Espiamos os fogos acesos
ao longe, e aqui no fresco claro-escuro
da bela tarde que tomba, tudo nos parece
saciado, os caules de um ramo
de cravos brancos
pousando num vaso de mármore,
esse molho de folhas dactilografadas
com uma pedra em cima,
um barco deitado agonizando na areia
enfrentando a distância
que já não lhe pertence, e o mar que
ainda lhe diz qualquer coisa, mas o quê?
A claridade atravessa-nos, o sal
deixa os olhos calcinados,
agora parece que tudo recua
e se desfaz, tornamo-nos vagos
frágeis como lembranças vagueando
por dias apagados.

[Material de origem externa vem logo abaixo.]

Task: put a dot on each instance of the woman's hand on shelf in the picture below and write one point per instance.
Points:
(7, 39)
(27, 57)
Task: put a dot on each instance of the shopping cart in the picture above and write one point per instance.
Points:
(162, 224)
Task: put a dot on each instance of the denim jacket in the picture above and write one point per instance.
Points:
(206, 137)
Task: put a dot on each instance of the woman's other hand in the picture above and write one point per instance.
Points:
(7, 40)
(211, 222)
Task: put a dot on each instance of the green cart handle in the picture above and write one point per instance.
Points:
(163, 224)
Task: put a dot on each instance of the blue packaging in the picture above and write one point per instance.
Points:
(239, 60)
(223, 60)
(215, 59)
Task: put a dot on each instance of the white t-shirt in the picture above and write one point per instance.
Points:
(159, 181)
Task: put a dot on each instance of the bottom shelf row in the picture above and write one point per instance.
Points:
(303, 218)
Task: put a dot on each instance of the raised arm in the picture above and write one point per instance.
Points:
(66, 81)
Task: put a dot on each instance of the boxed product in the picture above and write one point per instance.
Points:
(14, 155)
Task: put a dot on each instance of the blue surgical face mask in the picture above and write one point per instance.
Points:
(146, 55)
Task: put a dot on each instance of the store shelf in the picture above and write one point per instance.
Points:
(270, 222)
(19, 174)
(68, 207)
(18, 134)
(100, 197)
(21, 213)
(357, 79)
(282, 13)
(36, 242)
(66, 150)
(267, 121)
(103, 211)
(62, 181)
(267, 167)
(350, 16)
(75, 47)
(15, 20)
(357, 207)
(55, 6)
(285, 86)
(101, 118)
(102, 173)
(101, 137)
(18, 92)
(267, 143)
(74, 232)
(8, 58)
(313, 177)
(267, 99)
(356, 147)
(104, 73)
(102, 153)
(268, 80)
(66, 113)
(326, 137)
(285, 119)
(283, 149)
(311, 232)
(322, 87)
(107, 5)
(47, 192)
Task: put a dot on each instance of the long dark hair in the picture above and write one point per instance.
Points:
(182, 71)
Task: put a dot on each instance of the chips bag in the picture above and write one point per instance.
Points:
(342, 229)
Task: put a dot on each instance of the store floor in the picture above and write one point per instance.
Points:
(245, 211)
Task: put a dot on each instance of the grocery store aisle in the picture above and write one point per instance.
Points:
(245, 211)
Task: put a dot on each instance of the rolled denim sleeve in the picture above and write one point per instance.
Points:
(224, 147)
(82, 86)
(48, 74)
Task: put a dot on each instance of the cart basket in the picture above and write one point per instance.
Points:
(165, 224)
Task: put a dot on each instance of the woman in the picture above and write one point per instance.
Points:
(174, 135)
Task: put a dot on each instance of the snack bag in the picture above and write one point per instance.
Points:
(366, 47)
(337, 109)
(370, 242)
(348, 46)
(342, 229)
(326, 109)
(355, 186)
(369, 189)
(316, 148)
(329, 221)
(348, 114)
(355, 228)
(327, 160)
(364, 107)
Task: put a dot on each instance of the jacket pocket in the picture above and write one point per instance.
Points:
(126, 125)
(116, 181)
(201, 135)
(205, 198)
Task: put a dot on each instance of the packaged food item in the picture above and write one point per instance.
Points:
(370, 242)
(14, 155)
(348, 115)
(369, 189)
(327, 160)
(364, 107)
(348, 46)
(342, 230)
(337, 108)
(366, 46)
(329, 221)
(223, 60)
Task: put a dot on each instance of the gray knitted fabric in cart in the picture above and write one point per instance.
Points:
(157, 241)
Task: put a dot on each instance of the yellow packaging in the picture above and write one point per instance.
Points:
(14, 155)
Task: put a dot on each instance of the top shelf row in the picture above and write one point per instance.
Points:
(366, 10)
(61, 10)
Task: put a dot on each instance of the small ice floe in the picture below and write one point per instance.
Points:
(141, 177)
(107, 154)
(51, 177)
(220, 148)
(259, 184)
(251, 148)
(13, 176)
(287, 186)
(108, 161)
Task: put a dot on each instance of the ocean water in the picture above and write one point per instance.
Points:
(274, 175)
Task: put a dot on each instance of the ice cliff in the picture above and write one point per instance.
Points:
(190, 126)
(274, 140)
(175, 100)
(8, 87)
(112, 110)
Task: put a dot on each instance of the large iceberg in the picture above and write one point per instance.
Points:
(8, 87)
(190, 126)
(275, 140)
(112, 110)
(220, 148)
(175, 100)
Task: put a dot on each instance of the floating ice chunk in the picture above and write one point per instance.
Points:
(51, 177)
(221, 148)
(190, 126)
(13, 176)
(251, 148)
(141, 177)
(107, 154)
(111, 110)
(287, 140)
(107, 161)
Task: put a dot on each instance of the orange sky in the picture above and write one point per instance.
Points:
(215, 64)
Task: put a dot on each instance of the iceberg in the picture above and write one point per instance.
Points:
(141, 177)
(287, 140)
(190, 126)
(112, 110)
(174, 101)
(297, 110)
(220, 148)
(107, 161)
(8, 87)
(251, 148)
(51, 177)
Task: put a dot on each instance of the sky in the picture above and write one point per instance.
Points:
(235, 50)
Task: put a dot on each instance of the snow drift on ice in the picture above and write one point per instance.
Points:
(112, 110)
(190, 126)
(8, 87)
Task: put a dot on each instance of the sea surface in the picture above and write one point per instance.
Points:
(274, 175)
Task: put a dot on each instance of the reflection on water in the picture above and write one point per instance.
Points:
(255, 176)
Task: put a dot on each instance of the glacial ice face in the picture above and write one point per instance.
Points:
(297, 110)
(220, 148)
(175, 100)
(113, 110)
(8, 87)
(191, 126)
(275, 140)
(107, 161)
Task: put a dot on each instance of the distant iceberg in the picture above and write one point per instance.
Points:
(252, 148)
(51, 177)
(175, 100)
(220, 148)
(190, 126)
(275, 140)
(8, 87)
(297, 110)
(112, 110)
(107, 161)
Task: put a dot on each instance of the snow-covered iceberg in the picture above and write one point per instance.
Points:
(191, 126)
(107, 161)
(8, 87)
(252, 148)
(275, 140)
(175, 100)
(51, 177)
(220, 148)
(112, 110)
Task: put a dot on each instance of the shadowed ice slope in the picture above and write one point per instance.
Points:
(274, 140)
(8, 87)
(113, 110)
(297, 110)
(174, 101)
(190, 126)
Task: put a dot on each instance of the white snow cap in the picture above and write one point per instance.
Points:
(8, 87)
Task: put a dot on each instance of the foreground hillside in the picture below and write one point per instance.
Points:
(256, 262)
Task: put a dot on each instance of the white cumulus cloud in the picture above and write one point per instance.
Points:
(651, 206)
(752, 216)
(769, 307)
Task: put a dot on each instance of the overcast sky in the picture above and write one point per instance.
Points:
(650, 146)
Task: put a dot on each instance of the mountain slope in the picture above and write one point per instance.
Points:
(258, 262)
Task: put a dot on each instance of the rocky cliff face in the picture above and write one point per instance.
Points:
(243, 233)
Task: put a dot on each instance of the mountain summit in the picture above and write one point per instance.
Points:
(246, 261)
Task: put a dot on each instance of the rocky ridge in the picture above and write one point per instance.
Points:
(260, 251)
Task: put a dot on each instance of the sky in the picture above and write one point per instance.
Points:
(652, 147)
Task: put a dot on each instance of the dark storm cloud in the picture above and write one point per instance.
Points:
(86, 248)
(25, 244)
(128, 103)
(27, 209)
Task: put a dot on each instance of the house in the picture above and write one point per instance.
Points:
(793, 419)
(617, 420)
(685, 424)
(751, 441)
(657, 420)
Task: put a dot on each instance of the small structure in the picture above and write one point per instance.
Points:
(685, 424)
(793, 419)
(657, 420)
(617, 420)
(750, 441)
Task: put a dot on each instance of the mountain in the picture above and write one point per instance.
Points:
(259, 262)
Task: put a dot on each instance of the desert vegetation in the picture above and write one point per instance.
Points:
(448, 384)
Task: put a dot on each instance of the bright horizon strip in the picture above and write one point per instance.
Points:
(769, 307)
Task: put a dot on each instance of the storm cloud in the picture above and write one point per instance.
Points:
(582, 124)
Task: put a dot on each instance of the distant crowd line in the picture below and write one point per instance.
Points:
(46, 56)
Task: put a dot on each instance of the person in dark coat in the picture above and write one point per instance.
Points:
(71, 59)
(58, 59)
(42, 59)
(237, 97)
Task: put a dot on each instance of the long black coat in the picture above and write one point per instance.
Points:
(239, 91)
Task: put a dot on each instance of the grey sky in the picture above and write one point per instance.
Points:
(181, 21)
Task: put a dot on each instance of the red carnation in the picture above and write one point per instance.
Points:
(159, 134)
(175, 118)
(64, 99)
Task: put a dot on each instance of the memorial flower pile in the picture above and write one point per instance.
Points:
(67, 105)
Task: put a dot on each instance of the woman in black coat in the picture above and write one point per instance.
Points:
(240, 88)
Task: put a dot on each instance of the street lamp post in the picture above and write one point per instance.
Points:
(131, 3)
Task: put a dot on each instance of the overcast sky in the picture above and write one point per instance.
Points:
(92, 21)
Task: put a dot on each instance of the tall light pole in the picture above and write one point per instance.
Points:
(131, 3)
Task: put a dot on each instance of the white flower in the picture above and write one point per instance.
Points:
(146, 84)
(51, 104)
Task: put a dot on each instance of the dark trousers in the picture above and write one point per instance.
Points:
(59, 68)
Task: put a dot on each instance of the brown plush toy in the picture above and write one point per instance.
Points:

Tens ainda
um copo de água fresca
e um uivo ao lado, a possibilidade
de acordar os mortos, ouvir deles
o resto da frase, aquilo
que os susteve trauteando no escuro.
Podes raspar o colibri no muro,
fica-nos sempre uma cor impossível
nos dedos, um cheiro
que vai e vem, e agradeces
esse gosto de rabiscar que deu origem
aos gatos. Rente à transformação
abandonamos os limites,
as linhas onde se mistura o brilho
das últimas imagens, rodeados
de velhos atlas, da mobília roída,
do ar carregado da urina
e da incontinência dos loucos,
das vozes baixas dos que deliram
imitando os vivos. A sombra que te seguiu
todo este tempo desde a primeira batalha
até à cozinha, a esta hora do dia
alegra-se diante dos pêssegos, dos azulejos
brancos, da madeira lisa, sente-se
o perfume do fim, o silêncio que abafa
um longínquo rumor,
e é doce ter ainda uma hora ou duas
para saborear as hipóteses de um epitáfio.